Lo sport che dà: “L'arco sapevo ovviamente cosa fosse, ma non l'avevo mai tenuto in mano. Gli amici hanno cominciato a tarare il mirino prima di me, all'inizio era il mio esercizio per riabilitare i muscoli del tronco e la stabilità. Avevo buoni risultati, tanto che al Mondiale di Pechino 2017 è arrivato il titolo a squadra con Elisabetta Mijno”.
Tutto in un lampo, un talento sorprendente, anche qualche invidia nell'ambiente, inevitabile. “Sono arrivato troppo in fretta sul tetto del mondo e l'ho pagato dopo, il mio debito con la notorietà”.
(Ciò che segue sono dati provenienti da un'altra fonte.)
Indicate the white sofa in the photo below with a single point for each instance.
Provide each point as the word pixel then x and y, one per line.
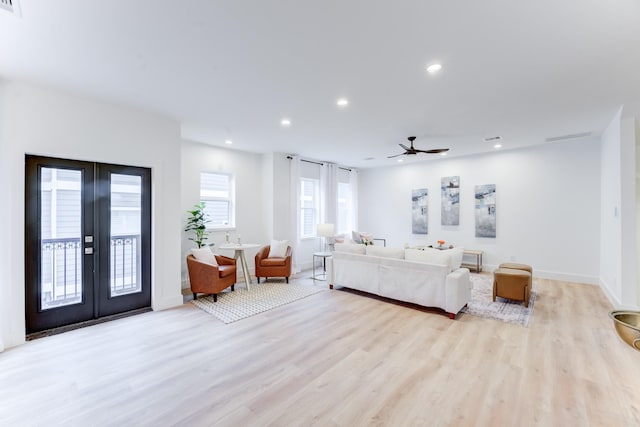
pixel 429 277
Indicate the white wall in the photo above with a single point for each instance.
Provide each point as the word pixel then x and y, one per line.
pixel 610 227
pixel 547 206
pixel 247 169
pixel 60 124
pixel 628 254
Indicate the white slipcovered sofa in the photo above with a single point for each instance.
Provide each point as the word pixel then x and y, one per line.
pixel 428 277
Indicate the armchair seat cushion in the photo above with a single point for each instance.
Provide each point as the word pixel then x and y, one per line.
pixel 272 262
pixel 268 265
pixel 226 270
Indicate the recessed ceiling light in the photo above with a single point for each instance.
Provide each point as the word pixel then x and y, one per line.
pixel 434 68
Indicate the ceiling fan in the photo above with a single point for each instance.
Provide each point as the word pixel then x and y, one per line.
pixel 409 151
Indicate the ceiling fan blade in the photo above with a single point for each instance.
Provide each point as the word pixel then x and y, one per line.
pixel 434 151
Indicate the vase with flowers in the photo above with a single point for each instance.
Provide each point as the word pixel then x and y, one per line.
pixel 366 241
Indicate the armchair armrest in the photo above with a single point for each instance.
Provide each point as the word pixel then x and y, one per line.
pixel 262 254
pixel 224 260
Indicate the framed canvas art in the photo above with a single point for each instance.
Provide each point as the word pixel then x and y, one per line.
pixel 419 211
pixel 450 203
pixel 485 210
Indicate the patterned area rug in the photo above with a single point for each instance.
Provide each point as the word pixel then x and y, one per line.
pixel 239 304
pixel 482 304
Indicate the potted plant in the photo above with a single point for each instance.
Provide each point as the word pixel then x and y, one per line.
pixel 197 223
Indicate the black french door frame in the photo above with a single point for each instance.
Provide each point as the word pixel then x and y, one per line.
pixel 95 244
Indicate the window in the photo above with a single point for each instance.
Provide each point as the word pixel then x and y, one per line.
pixel 308 206
pixel 218 192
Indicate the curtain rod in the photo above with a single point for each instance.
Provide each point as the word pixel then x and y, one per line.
pixel 318 163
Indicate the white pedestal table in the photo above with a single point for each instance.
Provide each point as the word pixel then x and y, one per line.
pixel 238 254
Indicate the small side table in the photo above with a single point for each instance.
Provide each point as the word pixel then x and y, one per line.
pixel 324 256
pixel 477 255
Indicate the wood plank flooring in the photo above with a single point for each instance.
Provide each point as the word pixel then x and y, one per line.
pixel 332 359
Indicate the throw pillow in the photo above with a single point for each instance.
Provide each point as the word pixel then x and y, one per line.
pixel 278 248
pixel 456 258
pixel 205 255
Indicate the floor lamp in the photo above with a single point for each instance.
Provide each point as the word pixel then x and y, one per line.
pixel 325 230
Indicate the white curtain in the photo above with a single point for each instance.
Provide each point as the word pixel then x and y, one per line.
pixel 353 183
pixel 328 193
pixel 294 203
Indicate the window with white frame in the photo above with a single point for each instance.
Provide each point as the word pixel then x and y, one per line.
pixel 217 190
pixel 309 206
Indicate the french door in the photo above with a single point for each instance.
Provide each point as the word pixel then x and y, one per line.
pixel 87 241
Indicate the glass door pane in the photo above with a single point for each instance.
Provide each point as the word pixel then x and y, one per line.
pixel 126 226
pixel 61 231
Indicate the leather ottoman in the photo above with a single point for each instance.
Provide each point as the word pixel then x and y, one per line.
pixel 512 284
pixel 516 266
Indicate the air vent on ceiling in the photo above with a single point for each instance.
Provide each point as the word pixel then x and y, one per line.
pixel 569 136
pixel 492 139
pixel 10 5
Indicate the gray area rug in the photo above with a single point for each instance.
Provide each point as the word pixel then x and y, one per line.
pixel 482 304
pixel 239 304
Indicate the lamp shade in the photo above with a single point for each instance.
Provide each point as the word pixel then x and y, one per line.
pixel 325 230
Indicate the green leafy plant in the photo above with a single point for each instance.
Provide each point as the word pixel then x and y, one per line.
pixel 197 223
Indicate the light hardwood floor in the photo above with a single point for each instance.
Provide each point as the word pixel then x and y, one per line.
pixel 332 359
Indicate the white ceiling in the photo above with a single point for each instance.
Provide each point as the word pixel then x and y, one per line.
pixel 233 69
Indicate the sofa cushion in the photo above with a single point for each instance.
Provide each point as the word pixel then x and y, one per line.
pixel 350 248
pixel 385 252
pixel 428 256
pixel 204 254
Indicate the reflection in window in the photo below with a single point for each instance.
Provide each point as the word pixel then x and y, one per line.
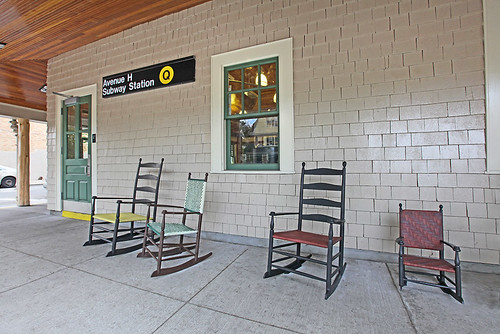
pixel 71 119
pixel 70 146
pixel 252 115
pixel 254 141
pixel 84 116
pixel 84 145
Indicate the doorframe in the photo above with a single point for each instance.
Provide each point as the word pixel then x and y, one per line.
pixel 82 91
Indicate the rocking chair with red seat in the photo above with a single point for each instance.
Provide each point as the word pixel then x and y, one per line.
pixel 421 229
pixel 330 210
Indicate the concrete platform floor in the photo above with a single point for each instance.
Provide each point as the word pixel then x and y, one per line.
pixel 51 284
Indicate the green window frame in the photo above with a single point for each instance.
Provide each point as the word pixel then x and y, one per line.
pixel 251 115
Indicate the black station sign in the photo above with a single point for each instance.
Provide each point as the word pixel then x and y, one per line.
pixel 169 73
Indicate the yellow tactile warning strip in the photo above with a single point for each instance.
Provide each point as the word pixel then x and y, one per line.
pixel 76 215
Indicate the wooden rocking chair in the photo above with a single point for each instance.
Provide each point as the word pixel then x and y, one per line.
pixel 333 200
pixel 162 251
pixel 105 227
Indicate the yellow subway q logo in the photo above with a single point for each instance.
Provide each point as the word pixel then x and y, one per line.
pixel 166 75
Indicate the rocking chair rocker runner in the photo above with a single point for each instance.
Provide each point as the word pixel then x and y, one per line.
pixel 98 221
pixel 308 201
pixel 424 230
pixel 162 251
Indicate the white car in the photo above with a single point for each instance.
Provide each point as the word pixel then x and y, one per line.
pixel 7 177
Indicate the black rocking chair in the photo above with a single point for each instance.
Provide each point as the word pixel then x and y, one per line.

Il secondo black out: “Non so cosa sia successo, il 2018 è cominciato con una medaglia importante alla European Cup di Olbia, risultato stavolta individuale, a una gara internazionale importante, per di più in casa. Punteggi incredibili, è la gara di cui sono più orgoglioso. Poi, agli Europei successivi un flop clamoroso, lo stesso agli Indoor sui 18m. Non sapevo più come si tenesse un arco, come muoverlo, avevo cambiato società, avevo aumentato il numero delle frecce in allenamento, era aumentato il lavoro allo studio”.
E' crisi profonda, è caricato di troppa pressione e ansia. “La testa è tutto, se sai di avere un limite tecnico, non è che lei compensa, è il contrario: ti fa sbagliare ha il potere di condizionarti”. Altri schiaffi in faccia, “ma sapevo di non potermi arrendere, come la prima volta dopo d'incidente. E allora sotto con gli allenamenti. Tra pochi giorni scatta il 5° Fazza Para Archery World Ranking Tournament (10-16 aprile). Stefano ci arriva con la 15^ posizione mondiale e tanta umiltà: “sto facendo quattro ore al giorno di allenamento per tre volte a settimana, è ancora poco ma è quanto riesco a fare dopo il lavoro. E il bello è che sto rivedendo la luce in fondo al tunnel. Per Dubai sono pronto. Poi scatterà il countdown per i Mondiali in Olanda a giugno, che daranno le qualificazioni paralimpiche”.
Sui 70m (outdoor) l'arco olimpico di Stefano si esprime al meglio ma il fattore vento è quello che lo preoccupa sempre, “a Milano di solito non ce n'è e quindi ho poca esperienza”. A Olbia però c'era eccome, è noto, ed è andata come è andata.
La vita ti può dare e togliere tutto in un attimo, tutto sta a rialzarsi. “Io l'ho fatto per due volte, e ogni volta ho imparato tanto. L'orgoglio più grande in questa seconda vita, indossare la divisa di un Gruppo Sportivo come le Fiamme Azzurre, poi quella della Nazionale. Cose che ti danno grandi motivazioni. Banale dire che sogno solo la medaglia alle Paralimpiadi. Se sarà Tokyo, bene, sennò è Parigi 2024. La strada è tracciata”, l'acceleratore è spinto. Si viaggia forte anche controvento, sulla Ferrari dei sogni.